Contactée par VICE France, Celia Hodent détaille : « Selon la théorie la plus fiable dont nous disposions actuellement, celle de l’auto-détermination, les activités les plus motivantes intrinsèquement sont celles qui satisfont nos besoins en compétence, en autonomie et en affiliation. » Les jeux vidéo correctement conçus font partie de ces activités. Mais quand nous perdons une partie, ces besoins sont trahis et la défaite prend un goût de « défaut de compétence ».
Pour un joueur, cette situation peut être plus difficile à gérer que la perte d’une récompense promise par une motivation extrinsèque. Et quand les défaites s’accumulent, ce sentiment gonfle parfois jusqu’à l’explosion, explique la spécialiste : « Lorsqu’on sent que l’on ne progresse pas de partie en partie, que l’on n’arrive pas à dépasser un obstacle ou que l’on ne comprend pas comment s’améliorer à un jeu, que la frustration peut devenir la plus intense et amener au rage quit. »
Ego fragile du noob
Le docteur en psychologie Yann Leroux reçoit régulièrement des gamers au comportement explosif. Son analyse est plus directe : « Mon sentiment, c’est que la colère arrive lorsqu’il y a une atteinte narcissique, quand la personne a le sentiment que sa valeur personnelle est mise en danger par ses performances en ligne. C’est là que les explosions de colère sont les plus importantes. » Les pétages de câble consécutifs à une défaite seraient donc la manifestation d’un ego blessé.
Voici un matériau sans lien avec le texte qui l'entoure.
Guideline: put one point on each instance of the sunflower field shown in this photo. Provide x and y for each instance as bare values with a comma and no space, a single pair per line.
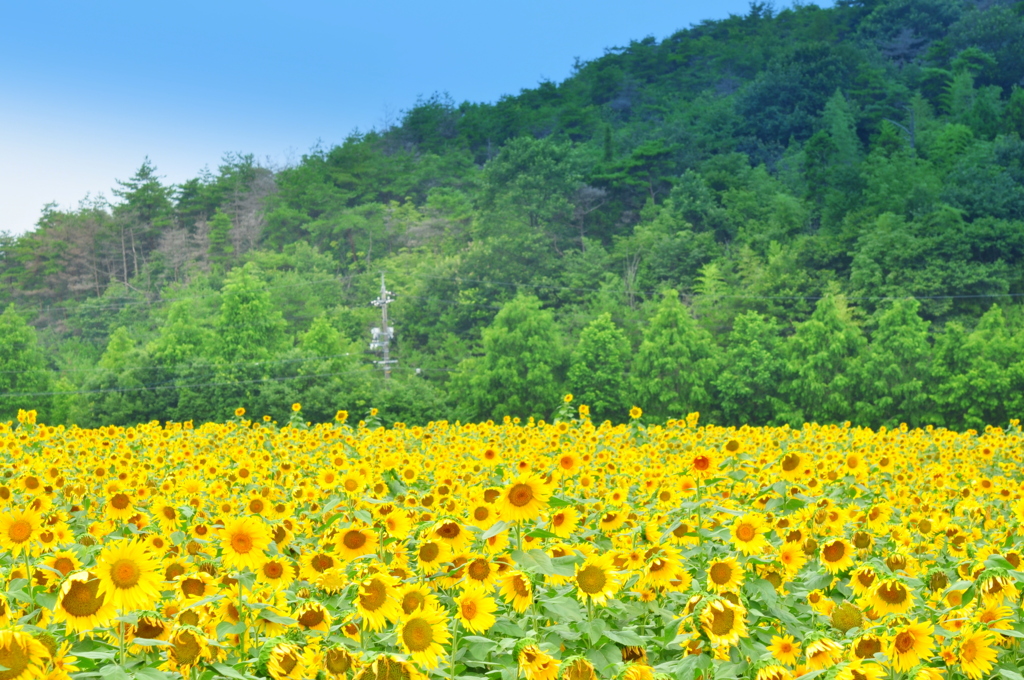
567,550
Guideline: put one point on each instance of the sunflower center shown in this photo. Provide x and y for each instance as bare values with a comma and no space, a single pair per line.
867,647
337,661
412,601
592,580
722,621
374,595
14,659
892,593
904,642
242,542
311,618
520,495
125,574
429,552
449,530
193,587
186,649
322,562
479,569
147,628
745,533
19,530
720,574
82,599
834,551
418,635
519,586
354,539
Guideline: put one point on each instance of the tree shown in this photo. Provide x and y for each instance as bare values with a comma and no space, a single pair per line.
521,368
753,369
820,365
674,369
597,369
24,377
895,374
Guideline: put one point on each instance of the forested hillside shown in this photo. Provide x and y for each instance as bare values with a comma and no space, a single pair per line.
806,214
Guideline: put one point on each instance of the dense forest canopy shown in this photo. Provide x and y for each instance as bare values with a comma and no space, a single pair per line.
806,214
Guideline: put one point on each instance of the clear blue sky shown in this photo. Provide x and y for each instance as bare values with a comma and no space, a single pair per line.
88,89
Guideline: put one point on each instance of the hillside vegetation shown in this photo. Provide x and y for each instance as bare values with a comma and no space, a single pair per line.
796,215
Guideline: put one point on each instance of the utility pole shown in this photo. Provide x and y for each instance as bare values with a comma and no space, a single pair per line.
381,340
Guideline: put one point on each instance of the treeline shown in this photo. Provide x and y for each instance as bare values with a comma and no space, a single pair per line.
835,196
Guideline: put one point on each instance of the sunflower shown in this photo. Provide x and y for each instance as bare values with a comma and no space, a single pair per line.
862,580
822,653
339,664
749,534
23,656
475,610
278,571
836,555
312,615
452,534
423,635
911,644
128,575
891,596
188,648
377,601
976,653
563,521
431,554
355,542
19,532
244,542
784,649
523,499
595,579
313,564
416,596
80,604
723,622
479,572
724,575
516,590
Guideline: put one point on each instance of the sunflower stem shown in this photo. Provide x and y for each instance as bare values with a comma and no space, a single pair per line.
455,644
28,575
242,620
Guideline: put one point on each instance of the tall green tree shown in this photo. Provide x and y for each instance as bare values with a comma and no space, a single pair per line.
821,365
896,381
674,369
522,367
23,368
753,369
597,369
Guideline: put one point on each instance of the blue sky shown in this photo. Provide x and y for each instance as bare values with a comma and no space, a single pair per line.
88,89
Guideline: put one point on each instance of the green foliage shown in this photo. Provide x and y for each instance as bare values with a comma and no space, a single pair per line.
23,368
865,154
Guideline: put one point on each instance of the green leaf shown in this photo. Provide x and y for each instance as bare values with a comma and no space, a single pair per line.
627,638
495,529
229,672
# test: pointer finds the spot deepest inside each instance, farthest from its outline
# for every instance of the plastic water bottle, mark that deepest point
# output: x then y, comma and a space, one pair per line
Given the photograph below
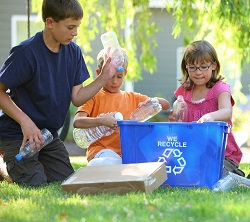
230, 181
148, 109
25, 152
180, 109
110, 42
85, 137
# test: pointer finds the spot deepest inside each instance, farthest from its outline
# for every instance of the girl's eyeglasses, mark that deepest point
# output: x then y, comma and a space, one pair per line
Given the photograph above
201, 68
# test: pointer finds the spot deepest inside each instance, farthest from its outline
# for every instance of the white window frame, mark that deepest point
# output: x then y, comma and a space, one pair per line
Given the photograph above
14, 20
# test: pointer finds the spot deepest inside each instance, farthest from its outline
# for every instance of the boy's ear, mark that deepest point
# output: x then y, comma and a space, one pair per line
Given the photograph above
98, 71
49, 22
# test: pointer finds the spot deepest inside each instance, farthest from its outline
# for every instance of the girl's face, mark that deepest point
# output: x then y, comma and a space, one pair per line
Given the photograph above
200, 72
114, 84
Mais pour la blogueuse et psychologue PlatinumParagon, le terrible effet Dunning-Kruger entre aussi en ligne de compte.
« Les individus les moins doués […] ont tendance à mieux se souvenir de leurs victoires que de leurs défaites »
L’effet Dunning-Krueger veut que les individus les moins qualifiés surestiment leurs compétences réelles. Autrement dit, plus on est mauvais, plus on se croit bon. Or « les individus les moins doués […] ont tendance à mieux se souvenir de leurs victoires que de leurs défaites, écrit PlatinumParagon dans un article publié en 2018. Dans les plus bas niveaux d’aptitude, cela peut générer des ego extrêmement gonflés qui refusent toute responsabilité – ils ont juste affronté des amateurs. » Ainsi, les statistiques officielles de League of Legends montrent que les joueurs les moins doués abandonnent leurs parties beaucoup plus souvent que les joueurs les plus performants. Le rage quit pourrait donc être une affaire de gros ego et de petit skill.
Le rage quit est une crampe
Il serait tout de même injuste de ne fournir que ces explications peu flatteuses pour les joueurs. Dans de nombreux cas, la colère et le rage quit ne sont que les conséquences du stress ou de la fatigue. « C’est comme un sport, affirme le psychologue Olivier Duris à VICE France. Les disciplines physiques excitent le corps, les jeux vidéo excitent l’esprit. » Au bout d’un moment, la fatigue se fait nécessairement sentir. Et lorsque le sportif ou le gamer refusent de mettre un terme à l’entraînement en dépit de la douleur ou du stress, ils prennent le risque de briser leurs outils. Selon cette théorie, quitter un jeu dans un accès de colère serait un peu comme laisser tomber ses haltères, les muscles tétanisés par une crampe.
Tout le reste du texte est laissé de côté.